Friday the bruise is even more pronounced and tender. And with that, I'm ready to call my BFF and have a good cry. The news of Elissa's EEG being abnormal is so overwhelming. I have to share that. I couldn't call her earlier because I needed to keep it together and I wasn't ready to let down my guard. Now was the time. Now - just like the bruise was really tender and showing more - I had to let out more. It felt so good to be heard and felt and cried with. There is a progression to these things.

And now, Tuesday, almost a week later - the bruise is still there and still pretty purple, but the tenderness is gone. The effect of the fall is there, but the hurt has pretty much gone away. And so is the terror, anxiety and some of the fear with Elissa. She no longer is in immediate danger and I know that she is going to be just fine. The memory is still very vivid and I can work up a good cry pretty fast, but that is just more of reliving the fear and letting it go.Now I just try to focus on the future and what I can do to help prevent this from happening again. The memory is still there - just like the bruise - the reminder of the hurt. If you press hard enough the hurt is still there, but getting less and less.

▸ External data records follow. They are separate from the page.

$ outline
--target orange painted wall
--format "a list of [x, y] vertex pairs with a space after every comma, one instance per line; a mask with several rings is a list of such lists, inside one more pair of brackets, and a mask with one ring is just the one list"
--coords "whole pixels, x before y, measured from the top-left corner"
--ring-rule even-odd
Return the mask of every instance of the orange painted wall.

Just as God is giving me "peace that passes all understanding" so that I'm not full of anxiety and worry - just still feeling the feelings and working through the day to day changes that need to be made.

Today, Wednesday, one week since it happened. I'm feeling overwhelmed today and a bit of heaviness from the experience and all the little things I have to do because of the diagnosis of a seizure disorder (very generic). But I praise God for His faithfulness and His grace for each day and how healthy my little girl is. There are others going through worse. We can handle this.

A definition of:
MOM = one full of courage and bravery;
Her heart walks around outside her body;
Dependent on the Lord for His grace and mercy
my definition

1 comment:

Sara said...

Heather, you are amazing. What a great post. Thanks for your transparency. I am still praying for you and your family and am so happy that Elissa is OK!